O Globo
Faz tempo que ‘forte’ deixou de ser adjetivo
inocente. Passou a servir de aposto a políticos como Trump, Putin, Orbán,
Erdogan
Alexandre de Moraes disse que “não há no
mundo Poder Judiciário tão forte quanto o do Brasil”. O devaneio napoleônico do
ministro do STF foi proclamado em evento nesta semana para explicar à plateia
por que motivo o Judiciário sofre ataques contínuos de seus “inimigos”. É,
segundo Moraes, uma reação proporcional à grandeza da instituição — que ele
poderia ter enaltecido como “atuante", “independente”, “inquebrantável” ou
outra dezena de adjetivos de que seu vasto vocabulário de juiz certamente
dispõe. Preferiu dizer que é porque o Judiciário brasileiro é “forte” — segundo
ele, o mais forte das galáxias.
Faz tempo que “forte” deixou de ser um adjetivo inocente. Na tradição da ciência política que fala em “Estados fortes” e “Estados fracos”, os Estados Unidos da Guerra Fria eram o modelo de Estado fraco, por ser descentralizado e baseado no sistema de freios e contrapesos. O Estado forte por excelência era a União Soviética: centralizado, opaco, autoritário.

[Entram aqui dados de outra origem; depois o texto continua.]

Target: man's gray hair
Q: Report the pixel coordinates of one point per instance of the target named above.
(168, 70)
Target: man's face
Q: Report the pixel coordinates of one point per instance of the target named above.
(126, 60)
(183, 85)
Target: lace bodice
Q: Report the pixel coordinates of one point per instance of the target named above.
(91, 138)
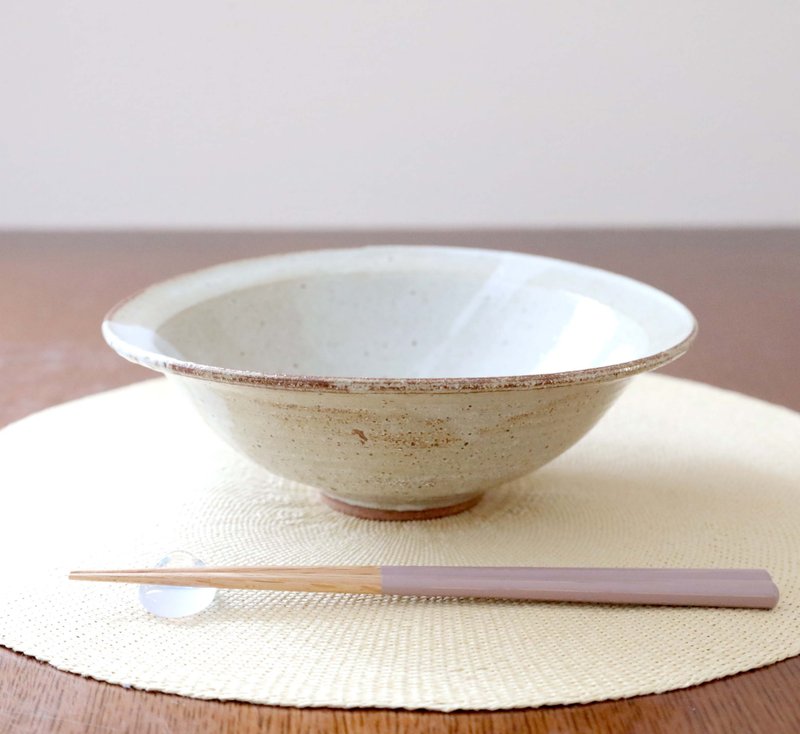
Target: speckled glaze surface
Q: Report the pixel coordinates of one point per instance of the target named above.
(403, 382)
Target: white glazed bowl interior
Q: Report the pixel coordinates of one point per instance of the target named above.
(401, 313)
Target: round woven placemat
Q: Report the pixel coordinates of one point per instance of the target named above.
(678, 474)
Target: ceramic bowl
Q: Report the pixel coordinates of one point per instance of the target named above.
(401, 381)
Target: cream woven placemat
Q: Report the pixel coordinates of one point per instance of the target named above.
(678, 474)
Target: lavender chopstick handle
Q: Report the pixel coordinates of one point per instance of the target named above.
(750, 588)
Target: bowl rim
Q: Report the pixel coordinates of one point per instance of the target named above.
(173, 365)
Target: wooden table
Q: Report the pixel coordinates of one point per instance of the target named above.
(744, 287)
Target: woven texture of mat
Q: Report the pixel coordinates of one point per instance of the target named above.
(677, 474)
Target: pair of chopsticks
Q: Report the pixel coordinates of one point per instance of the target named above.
(747, 588)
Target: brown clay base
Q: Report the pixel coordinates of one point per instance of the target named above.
(373, 513)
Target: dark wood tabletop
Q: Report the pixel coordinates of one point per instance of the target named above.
(743, 286)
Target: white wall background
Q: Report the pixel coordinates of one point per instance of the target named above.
(193, 113)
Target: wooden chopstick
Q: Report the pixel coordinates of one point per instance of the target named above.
(746, 588)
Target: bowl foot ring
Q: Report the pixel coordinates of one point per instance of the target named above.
(376, 513)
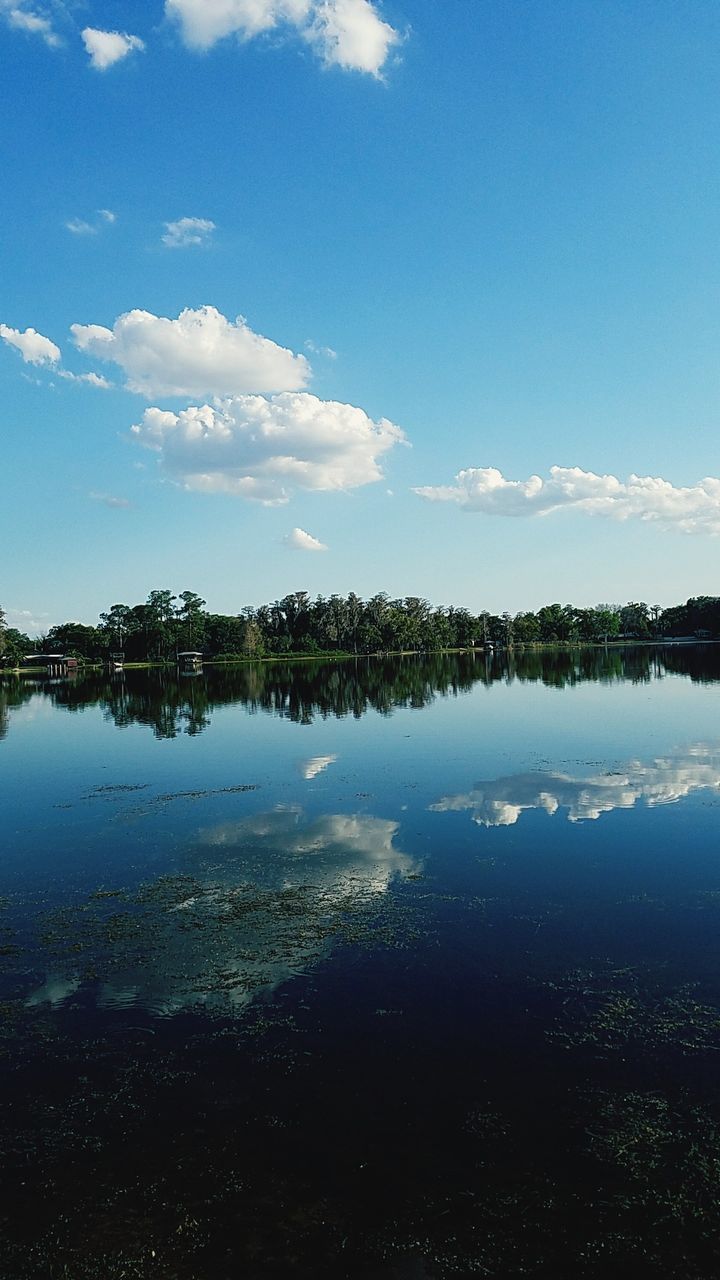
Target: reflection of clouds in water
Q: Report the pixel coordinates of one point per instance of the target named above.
(260, 901)
(315, 764)
(54, 991)
(665, 781)
(331, 851)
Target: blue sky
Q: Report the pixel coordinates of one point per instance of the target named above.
(474, 254)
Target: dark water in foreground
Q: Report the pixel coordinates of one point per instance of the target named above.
(367, 970)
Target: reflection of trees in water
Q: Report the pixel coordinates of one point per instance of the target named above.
(13, 694)
(171, 704)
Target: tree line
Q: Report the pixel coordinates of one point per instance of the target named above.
(167, 624)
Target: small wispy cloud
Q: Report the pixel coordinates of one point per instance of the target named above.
(314, 766)
(320, 351)
(299, 540)
(81, 227)
(106, 48)
(90, 379)
(26, 18)
(32, 346)
(109, 499)
(187, 232)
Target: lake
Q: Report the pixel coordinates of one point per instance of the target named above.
(390, 968)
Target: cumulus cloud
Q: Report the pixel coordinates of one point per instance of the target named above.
(350, 33)
(187, 232)
(261, 448)
(347, 33)
(23, 18)
(32, 346)
(301, 542)
(200, 353)
(484, 489)
(501, 801)
(106, 48)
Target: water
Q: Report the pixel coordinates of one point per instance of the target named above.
(378, 969)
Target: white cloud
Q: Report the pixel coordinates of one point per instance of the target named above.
(347, 33)
(200, 353)
(301, 542)
(27, 19)
(261, 448)
(691, 510)
(187, 231)
(314, 766)
(320, 351)
(501, 801)
(106, 48)
(108, 499)
(90, 379)
(32, 346)
(80, 227)
(350, 33)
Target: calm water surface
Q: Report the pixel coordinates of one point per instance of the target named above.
(379, 969)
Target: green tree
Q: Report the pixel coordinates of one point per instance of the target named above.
(191, 618)
(118, 624)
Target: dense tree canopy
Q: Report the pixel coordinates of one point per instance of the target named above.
(167, 624)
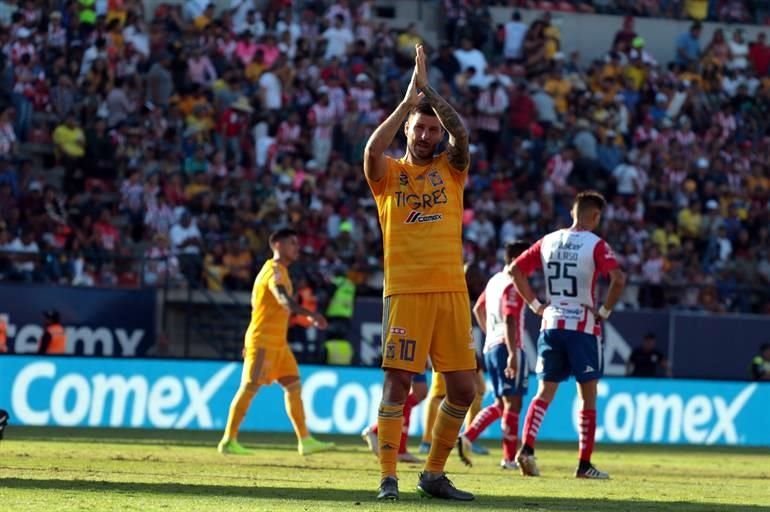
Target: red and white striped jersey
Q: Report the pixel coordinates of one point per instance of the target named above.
(501, 301)
(572, 261)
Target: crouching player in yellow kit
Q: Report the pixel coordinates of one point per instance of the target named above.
(426, 310)
(266, 354)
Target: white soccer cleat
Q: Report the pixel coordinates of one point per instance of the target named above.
(465, 450)
(372, 441)
(508, 464)
(527, 464)
(591, 473)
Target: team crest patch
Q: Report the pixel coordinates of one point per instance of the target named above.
(435, 178)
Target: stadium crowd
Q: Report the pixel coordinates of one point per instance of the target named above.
(743, 11)
(185, 140)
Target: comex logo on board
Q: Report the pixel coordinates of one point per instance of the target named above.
(657, 417)
(74, 399)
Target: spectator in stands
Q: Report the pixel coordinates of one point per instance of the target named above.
(647, 361)
(186, 245)
(760, 365)
(514, 33)
(688, 50)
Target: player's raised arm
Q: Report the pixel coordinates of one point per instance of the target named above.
(617, 284)
(607, 264)
(480, 312)
(374, 153)
(458, 152)
(287, 301)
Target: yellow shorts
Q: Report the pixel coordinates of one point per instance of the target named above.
(416, 325)
(437, 385)
(265, 365)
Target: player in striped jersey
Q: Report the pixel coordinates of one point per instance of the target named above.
(572, 259)
(426, 309)
(500, 313)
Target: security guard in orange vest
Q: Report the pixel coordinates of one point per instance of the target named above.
(54, 340)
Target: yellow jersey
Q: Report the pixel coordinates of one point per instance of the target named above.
(421, 210)
(269, 319)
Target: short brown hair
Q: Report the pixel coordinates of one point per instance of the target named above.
(513, 249)
(423, 108)
(589, 199)
(280, 235)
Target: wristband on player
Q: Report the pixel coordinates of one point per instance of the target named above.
(535, 305)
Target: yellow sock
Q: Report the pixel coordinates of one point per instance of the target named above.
(238, 408)
(448, 422)
(473, 410)
(430, 418)
(295, 410)
(389, 420)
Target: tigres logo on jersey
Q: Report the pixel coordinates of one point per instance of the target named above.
(420, 210)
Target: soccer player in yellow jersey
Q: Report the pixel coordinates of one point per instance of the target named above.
(426, 310)
(266, 354)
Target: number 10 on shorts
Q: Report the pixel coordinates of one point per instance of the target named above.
(406, 349)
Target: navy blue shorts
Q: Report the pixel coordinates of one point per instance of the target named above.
(561, 353)
(497, 360)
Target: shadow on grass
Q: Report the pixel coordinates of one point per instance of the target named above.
(360, 497)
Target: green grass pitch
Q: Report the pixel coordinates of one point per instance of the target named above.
(52, 470)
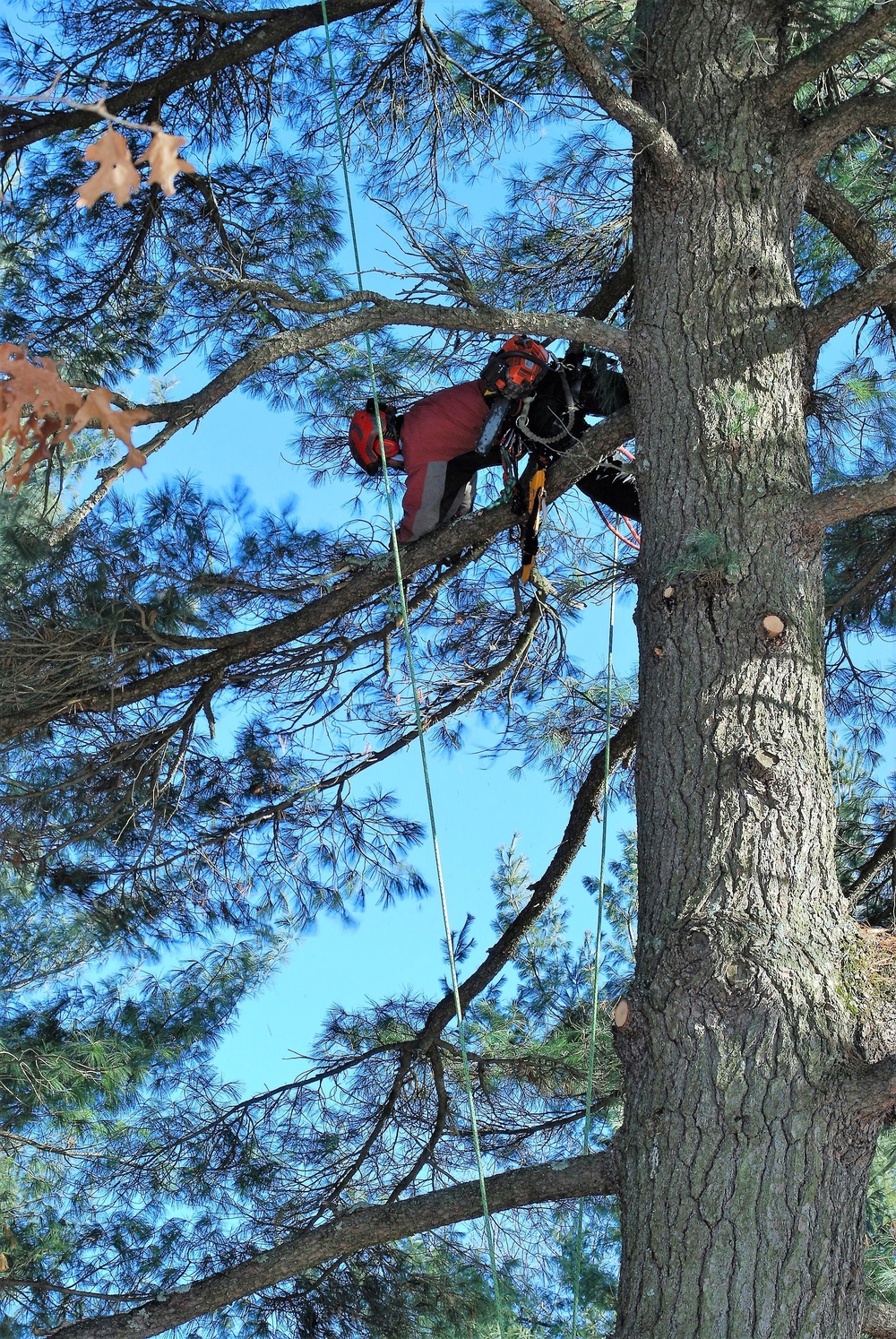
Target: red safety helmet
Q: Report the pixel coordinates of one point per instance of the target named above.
(363, 438)
(516, 368)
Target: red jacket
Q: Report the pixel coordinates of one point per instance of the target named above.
(435, 430)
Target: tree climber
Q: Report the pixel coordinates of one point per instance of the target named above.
(524, 401)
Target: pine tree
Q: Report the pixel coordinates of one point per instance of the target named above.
(717, 211)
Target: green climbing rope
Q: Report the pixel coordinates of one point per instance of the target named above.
(418, 714)
(595, 978)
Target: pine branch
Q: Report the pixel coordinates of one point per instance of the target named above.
(823, 56)
(485, 680)
(880, 1320)
(824, 319)
(647, 132)
(279, 27)
(852, 230)
(882, 854)
(611, 290)
(368, 582)
(592, 1174)
(824, 133)
(379, 312)
(848, 501)
(582, 810)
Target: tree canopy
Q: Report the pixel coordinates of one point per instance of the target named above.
(194, 694)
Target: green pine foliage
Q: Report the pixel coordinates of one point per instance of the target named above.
(159, 859)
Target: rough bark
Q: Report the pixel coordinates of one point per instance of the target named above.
(744, 1162)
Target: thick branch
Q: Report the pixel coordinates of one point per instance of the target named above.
(273, 32)
(824, 319)
(543, 892)
(848, 501)
(611, 290)
(866, 872)
(823, 56)
(852, 230)
(384, 311)
(367, 1227)
(363, 585)
(823, 134)
(647, 132)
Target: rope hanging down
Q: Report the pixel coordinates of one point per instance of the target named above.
(418, 715)
(595, 976)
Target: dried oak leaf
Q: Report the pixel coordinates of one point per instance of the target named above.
(164, 162)
(40, 411)
(116, 173)
(97, 407)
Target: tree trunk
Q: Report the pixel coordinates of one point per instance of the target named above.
(744, 1168)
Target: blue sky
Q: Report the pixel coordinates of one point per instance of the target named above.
(383, 951)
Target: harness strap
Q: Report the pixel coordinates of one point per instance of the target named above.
(535, 510)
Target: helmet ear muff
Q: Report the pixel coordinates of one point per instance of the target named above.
(363, 436)
(516, 368)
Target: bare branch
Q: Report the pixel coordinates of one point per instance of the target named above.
(647, 132)
(357, 1231)
(368, 582)
(852, 230)
(543, 892)
(276, 29)
(384, 311)
(823, 56)
(847, 501)
(882, 854)
(874, 289)
(824, 133)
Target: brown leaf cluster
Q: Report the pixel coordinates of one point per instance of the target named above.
(118, 176)
(39, 411)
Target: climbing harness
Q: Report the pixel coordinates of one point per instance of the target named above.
(565, 428)
(595, 976)
(418, 713)
(533, 512)
(524, 363)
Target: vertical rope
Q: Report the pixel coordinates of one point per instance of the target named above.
(595, 978)
(418, 714)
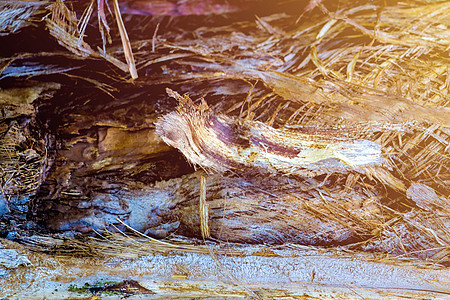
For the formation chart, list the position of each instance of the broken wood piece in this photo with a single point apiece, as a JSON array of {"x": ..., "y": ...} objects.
[{"x": 219, "y": 143}]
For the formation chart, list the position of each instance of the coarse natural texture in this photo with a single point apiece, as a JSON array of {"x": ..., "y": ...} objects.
[
  {"x": 373, "y": 71},
  {"x": 219, "y": 143}
]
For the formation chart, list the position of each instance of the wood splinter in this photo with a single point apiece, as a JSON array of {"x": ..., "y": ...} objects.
[{"x": 219, "y": 143}]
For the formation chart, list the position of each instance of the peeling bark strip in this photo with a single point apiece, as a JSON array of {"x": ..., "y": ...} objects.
[{"x": 220, "y": 143}]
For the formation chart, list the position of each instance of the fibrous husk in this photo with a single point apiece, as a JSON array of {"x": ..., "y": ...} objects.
[{"x": 219, "y": 143}]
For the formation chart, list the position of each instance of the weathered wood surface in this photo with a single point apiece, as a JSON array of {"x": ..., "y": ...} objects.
[{"x": 299, "y": 273}]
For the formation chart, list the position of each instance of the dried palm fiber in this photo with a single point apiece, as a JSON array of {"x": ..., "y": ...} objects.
[
  {"x": 22, "y": 156},
  {"x": 64, "y": 25},
  {"x": 15, "y": 14},
  {"x": 218, "y": 143}
]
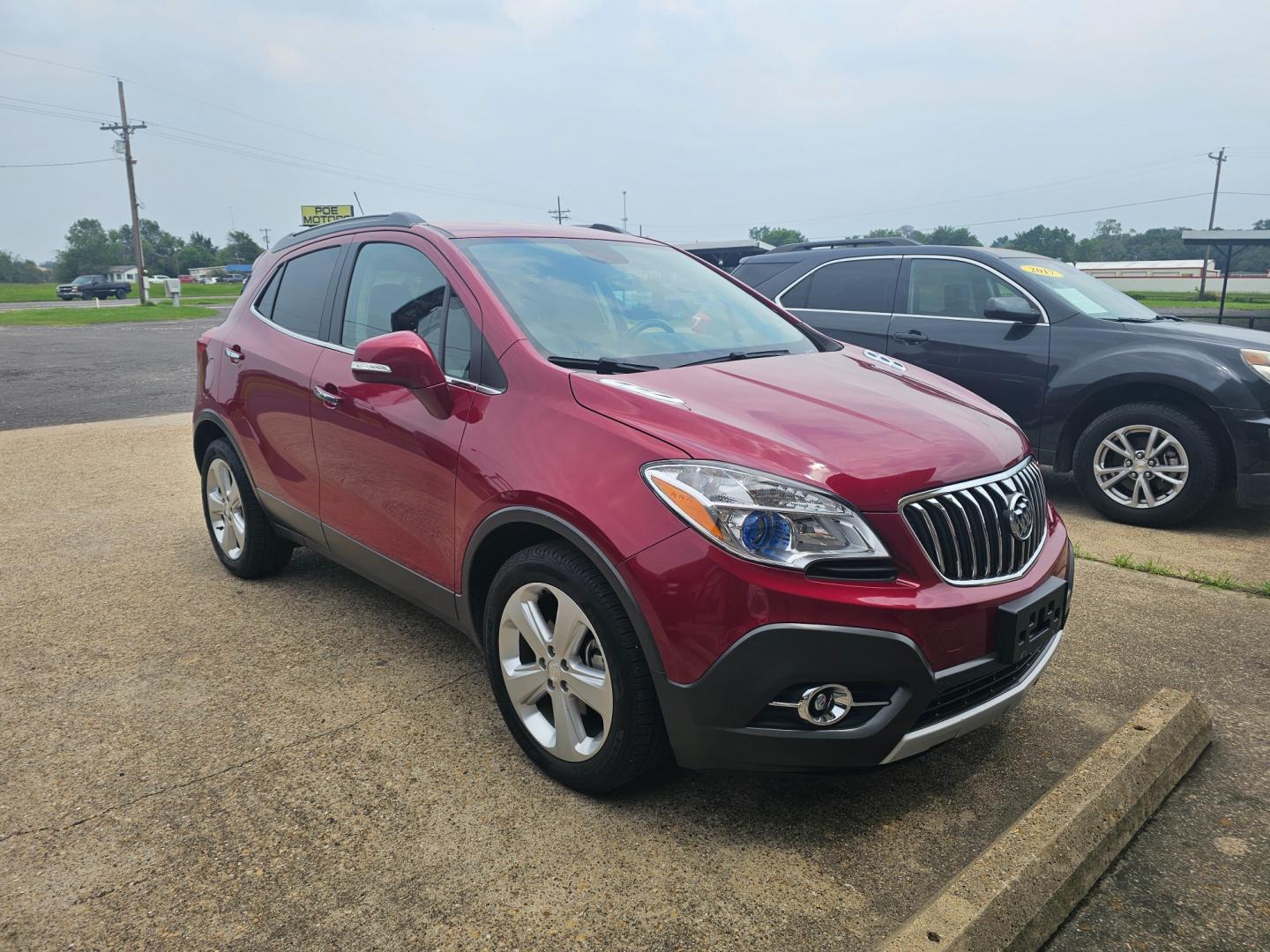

Mais recentemente, o mesmo adjetivo passou a
servir de aposto a políticos como Donald Trump, Vladimir Putin, Viktor Orbán e Recep
Erdogan, salvadores da pátria dados a ostentação de virilidade, concentração de
poder e variados graus de desdém pelas instituições — integrantes da casta dos
“strongmen”, ou “homens fortes”.
Como o Estado comunista e os líderes de
inclinação iliberal, o Judiciário brasileiro é forte. Não fosse assim, o decano
da Corte e aliado de Moraes, Gilmar Mendes, não se sentiria à vontade para usar
de uma prerrogativa do Legislativo e tomar a decisão monocrática que dificulta
o impeachment de ministros do STF, entre outras medidas, reduzindo a um único
indivíduo o total de autorizados a pedir a abertura do processo — sendo esse
único indivíduo o procurador-geral da República, hoje seu amigo e ex-sócio
Paulo Gonet. Tão acintosa foi a decisão do decano que fez erguer um coro
inaudito de protestos — acordou até os mortos.
Mas, se acintosa, de inédita não teve nada.
Foi Moraes quem abriu a picada — e não com um
único golpe de facão. Quando, em 2019, passou a presidir um inquérito aberto de
ofício — que criou a bizarra figura do ministro investigador, julgador e vítima
potencial —, muita gente se calou porque os alvos eram os desprezíveis
bolsonaristas, e o inquérito era um “instrumento excepcional de autodefesa da
democracia”, segundo o então ministro Luís Roberto Barroso. Quando, no mesmo
ano, Moraes censurou os sites da revista Crusoé e O Antagonista, por causa de uma
menção ao colega Dias Toffoli feita pelo delator Marcelo Odebrecht, pouca gente
protestou porque os atingidos eram veículos identificados com o lavajatismo e o
antipetismo.
Condescendência semelhante recepcionou
diversas outras decisões de Moraes que se convencionou chamar de
“controversas”, como mandados de busca e apreensão contra empresários por
conversas — privadas — no WhatsApp; detenções em massa; longas prisões
preventivas; e penas desproporcionais para os réus do 8 de Janeiro. A lista é
longa, e a justificativa para ignorá-la era sempre a mesma: é preciso defender
a democracia da ameaça bolsonarista. Passado o período excepcional, o STF
deverá exercitar a tal “autocontenção”.
Pois o período excepcional passou, Bolsonaro
et caterva estão presos, e o decano do Supremo desafia o Legislativo à luz do
dia a fim de blindar a si e a colegas da ameaça de impeachment — mais uma
“excepcionalidade” com que o plenário da Corte deverá assentir no dia 12.
— Nossa, estou chocado. Tem jogo nesse lugar! — disse o Capitão Renault, no filme “Casablanca”, ao simular perplexidade diante da “descoberta” de que havia jogatina no estabelecimento de que ele próprio era habitué. Sim, não é de hoje que tem algo de errado nesse lugar, e esse lugar é agora o Judiciário “mais forte do mundo”, segundo Moraes. Fingir surpresa, a esta altura, é hipocrisia.